Indien de motor of machine zodanig is ontworpen en gebouwd dat de middelen van omsluiting die gevaarlijke goederen omsluiten toe reikende bescherming bieden, is een buitenverpakking niet vereist.
Is dit niet het geval, dan moeten de gevaarlijke goederen in motoren of machines worden verpakt in van geschikt materiaal vervaardigde buitenverpakkingen die van voldoende sterkte en ontwerp zijn in relatie tot de inhoud van de verpakking en haar beoogde gebruik en beantwoorden aan de toepasselijke voorschriften van 4.1.1.1, of op zodanige wijze zijn bevestigd, bv. in draagconstructies, kratten of andere voorzieningen voor de behandeling, dat zij onder normale vervoersomstandigheden niet los kunnen gaan zitten.
Opmerking: de toegestane verpakking mag een netto massa van 400 kg overschrijden (zie: 4.1.3.3).
Voorts moeten de middelen van omsluiting op zodanige wijze binnen de motor of machine zijn omsloten, dat schade aan de middelen van omsluiting die gevaarlijke goederen omsluiten onder normale vervoersomstandigheden wordt voorkomen, en in geval van schade aan middelen van omsluiting die gevaarlijke vloeibare goederen omsluiten, de gevaarlijke stoffen niet uit de motor of machine kunnen sijpelen (een dichte bekleding kan worden gebruikt om aan dit voorschrift te voldoen).

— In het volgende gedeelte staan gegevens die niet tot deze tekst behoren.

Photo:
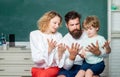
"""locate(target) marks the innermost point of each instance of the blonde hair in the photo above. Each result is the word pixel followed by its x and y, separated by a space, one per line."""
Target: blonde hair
pixel 91 21
pixel 43 22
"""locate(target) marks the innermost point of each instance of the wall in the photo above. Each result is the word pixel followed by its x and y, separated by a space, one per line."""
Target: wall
pixel 19 17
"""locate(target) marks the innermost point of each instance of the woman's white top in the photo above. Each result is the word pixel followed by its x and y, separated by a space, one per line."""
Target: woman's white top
pixel 39 49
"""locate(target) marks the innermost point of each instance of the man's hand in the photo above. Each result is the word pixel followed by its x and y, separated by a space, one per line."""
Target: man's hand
pixel 74 50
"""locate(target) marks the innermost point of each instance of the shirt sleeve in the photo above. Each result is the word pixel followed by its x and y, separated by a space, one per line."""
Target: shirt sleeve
pixel 103 51
pixel 39 54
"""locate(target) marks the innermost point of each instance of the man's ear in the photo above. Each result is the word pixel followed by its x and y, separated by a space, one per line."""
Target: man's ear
pixel 66 25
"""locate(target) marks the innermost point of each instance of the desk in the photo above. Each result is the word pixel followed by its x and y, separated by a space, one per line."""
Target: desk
pixel 15 62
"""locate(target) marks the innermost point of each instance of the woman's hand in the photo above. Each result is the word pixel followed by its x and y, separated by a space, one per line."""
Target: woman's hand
pixel 61 50
pixel 51 45
pixel 74 50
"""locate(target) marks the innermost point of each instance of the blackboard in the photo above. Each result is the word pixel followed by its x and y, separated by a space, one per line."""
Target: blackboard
pixel 19 17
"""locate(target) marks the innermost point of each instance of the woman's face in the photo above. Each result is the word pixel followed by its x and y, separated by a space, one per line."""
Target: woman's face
pixel 54 24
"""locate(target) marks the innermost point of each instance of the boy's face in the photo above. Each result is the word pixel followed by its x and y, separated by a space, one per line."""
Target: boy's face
pixel 91 31
pixel 73 26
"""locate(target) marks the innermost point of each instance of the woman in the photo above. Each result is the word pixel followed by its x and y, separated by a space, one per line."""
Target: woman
pixel 43 42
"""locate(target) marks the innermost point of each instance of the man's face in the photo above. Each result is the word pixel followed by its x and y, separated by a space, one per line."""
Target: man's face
pixel 73 26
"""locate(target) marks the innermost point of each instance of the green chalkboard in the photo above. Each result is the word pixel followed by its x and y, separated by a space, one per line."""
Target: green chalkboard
pixel 19 17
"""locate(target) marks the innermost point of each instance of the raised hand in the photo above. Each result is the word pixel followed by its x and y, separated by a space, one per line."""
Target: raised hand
pixel 51 45
pixel 94 48
pixel 107 47
pixel 61 50
pixel 74 50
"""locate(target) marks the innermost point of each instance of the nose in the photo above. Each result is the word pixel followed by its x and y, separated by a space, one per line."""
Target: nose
pixel 57 26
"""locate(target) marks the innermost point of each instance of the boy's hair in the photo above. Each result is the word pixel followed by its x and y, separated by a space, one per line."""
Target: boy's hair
pixel 43 22
pixel 91 21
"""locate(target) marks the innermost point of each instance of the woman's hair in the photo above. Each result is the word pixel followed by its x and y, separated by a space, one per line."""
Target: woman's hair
pixel 91 21
pixel 43 22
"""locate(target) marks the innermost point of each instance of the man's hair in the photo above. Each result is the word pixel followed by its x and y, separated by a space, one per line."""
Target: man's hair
pixel 72 15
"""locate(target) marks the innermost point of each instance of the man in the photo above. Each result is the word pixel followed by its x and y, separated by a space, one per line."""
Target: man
pixel 71 60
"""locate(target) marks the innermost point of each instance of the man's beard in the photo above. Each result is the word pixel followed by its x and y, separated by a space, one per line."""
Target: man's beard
pixel 76 33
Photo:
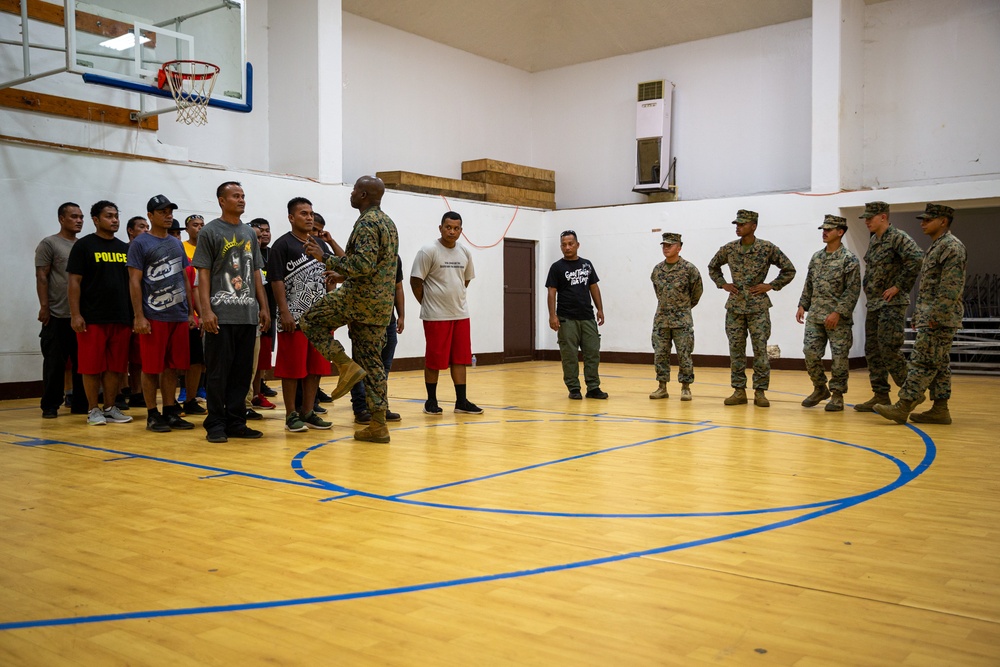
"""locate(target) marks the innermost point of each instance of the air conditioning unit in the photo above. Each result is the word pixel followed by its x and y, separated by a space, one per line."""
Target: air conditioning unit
pixel 652 136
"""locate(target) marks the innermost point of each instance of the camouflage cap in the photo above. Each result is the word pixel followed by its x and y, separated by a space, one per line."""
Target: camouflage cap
pixel 833 222
pixel 874 208
pixel 937 211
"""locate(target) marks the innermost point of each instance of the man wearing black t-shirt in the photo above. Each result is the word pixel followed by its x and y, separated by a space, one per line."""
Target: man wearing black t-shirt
pixel 574 281
pixel 99 311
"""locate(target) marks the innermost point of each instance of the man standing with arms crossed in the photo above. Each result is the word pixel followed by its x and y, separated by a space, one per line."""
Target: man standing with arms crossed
pixel 833 285
pixel 364 302
pixel 234 307
pixel 58 341
pixel 99 311
pixel 163 313
pixel 678 288
pixel 573 280
pixel 892 263
pixel 747 309
pixel 937 317
pixel 442 270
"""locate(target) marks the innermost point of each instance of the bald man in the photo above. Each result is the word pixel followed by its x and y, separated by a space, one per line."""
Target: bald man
pixel 364 301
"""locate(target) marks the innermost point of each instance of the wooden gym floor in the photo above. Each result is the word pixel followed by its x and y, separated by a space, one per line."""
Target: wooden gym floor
pixel 544 532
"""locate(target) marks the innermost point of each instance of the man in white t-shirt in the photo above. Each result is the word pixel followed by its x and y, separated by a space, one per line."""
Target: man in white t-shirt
pixel 441 272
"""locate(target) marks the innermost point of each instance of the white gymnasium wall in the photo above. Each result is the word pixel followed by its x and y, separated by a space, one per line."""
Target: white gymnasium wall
pixel 932 90
pixel 411 104
pixel 741 117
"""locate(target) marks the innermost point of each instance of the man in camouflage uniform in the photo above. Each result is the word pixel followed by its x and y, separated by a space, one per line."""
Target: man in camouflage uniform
pixel 747 308
pixel 892 263
pixel 938 316
pixel 364 302
pixel 678 288
pixel 833 285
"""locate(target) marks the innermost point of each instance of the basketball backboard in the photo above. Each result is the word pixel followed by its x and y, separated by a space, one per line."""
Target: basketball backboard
pixel 123 43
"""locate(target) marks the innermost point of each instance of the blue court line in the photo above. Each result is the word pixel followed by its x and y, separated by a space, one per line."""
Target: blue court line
pixel 398 590
pixel 930 453
pixel 33 442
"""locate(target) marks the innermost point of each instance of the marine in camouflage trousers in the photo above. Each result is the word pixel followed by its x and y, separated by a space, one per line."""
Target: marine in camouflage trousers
pixel 683 340
pixel 367 341
pixel 929 365
pixel 758 326
pixel 814 347
pixel 883 341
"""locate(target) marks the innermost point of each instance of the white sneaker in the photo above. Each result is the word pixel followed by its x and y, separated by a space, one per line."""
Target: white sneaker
pixel 113 414
pixel 96 418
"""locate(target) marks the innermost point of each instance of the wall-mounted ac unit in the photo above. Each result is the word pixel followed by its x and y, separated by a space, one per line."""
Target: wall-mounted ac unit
pixel 652 136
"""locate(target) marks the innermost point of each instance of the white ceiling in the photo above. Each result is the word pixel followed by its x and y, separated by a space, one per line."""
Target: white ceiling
pixel 536 35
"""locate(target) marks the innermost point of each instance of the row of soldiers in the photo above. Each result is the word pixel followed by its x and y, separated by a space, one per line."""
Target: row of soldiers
pixel 832 288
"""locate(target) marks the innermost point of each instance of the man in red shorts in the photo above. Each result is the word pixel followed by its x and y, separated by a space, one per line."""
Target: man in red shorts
pixel 163 313
pixel 441 272
pixel 298 282
pixel 98 303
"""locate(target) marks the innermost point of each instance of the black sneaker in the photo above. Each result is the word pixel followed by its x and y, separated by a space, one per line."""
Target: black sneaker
pixel 156 423
pixel 174 421
pixel 468 408
pixel 244 432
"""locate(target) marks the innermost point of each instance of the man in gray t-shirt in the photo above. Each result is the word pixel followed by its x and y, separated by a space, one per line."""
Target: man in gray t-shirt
pixel 58 340
pixel 233 303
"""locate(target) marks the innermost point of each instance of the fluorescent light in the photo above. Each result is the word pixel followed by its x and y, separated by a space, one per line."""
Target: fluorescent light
pixel 122 42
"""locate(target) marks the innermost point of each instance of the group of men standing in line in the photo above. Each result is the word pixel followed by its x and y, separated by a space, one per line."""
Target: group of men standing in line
pixel 95 293
pixel 826 306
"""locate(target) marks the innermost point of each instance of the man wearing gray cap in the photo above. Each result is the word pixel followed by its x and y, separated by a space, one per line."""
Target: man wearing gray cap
pixel 749 259
pixel 161 303
pixel 678 288
pixel 937 317
pixel 833 285
pixel 892 263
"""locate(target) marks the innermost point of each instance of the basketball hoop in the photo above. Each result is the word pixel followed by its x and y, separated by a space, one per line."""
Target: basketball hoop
pixel 191 83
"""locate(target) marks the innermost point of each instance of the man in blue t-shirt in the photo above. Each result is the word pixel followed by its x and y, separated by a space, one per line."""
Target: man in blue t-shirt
pixel 574 280
pixel 163 315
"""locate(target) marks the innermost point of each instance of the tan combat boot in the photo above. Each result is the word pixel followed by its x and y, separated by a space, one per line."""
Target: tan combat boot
pixel 376 431
pixel 897 412
pixel 938 414
pixel 820 393
pixel 350 375
pixel 661 391
pixel 869 405
pixel 739 397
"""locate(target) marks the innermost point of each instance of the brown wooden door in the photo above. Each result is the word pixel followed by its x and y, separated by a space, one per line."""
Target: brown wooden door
pixel 518 300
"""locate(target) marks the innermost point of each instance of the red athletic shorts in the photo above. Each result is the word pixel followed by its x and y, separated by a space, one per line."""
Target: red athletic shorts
pixel 448 343
pixel 134 353
pixel 298 358
pixel 103 347
pixel 167 345
pixel 264 362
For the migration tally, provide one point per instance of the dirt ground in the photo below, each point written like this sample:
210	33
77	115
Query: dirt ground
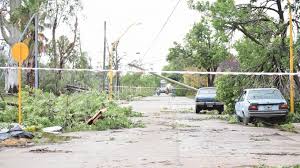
173	137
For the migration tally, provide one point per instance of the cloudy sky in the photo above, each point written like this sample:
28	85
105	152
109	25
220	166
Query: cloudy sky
150	16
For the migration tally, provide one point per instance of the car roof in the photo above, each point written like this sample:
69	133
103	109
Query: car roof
259	89
207	88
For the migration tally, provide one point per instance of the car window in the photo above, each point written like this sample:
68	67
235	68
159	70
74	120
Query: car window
242	98
209	93
264	94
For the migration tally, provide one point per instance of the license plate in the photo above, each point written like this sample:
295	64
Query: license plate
268	107
210	105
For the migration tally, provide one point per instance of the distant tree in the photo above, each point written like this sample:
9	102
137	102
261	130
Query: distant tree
204	49
264	25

Middelen van omsluiting die gevaarlijke goederen omsluiten moeten zodanig geïnstalleerd, vastgezet en met opvulmateriaal beschermd worden dat breuk en lekkage worden voorkomen en dat bewegingen daarvan binnen de motor of machine onder normale vervoersomstandigheden worden beheerst.
De inhoud van de middelen van omsluiting mag niet gevaarlijk reageren met het opvulmateriaal. Bij lekkage van de inhoud mogen de beschermende eigenschappen van de voor opvulling dienende stoffen niet aanmerkelijk ongunstig worden beïnvloed.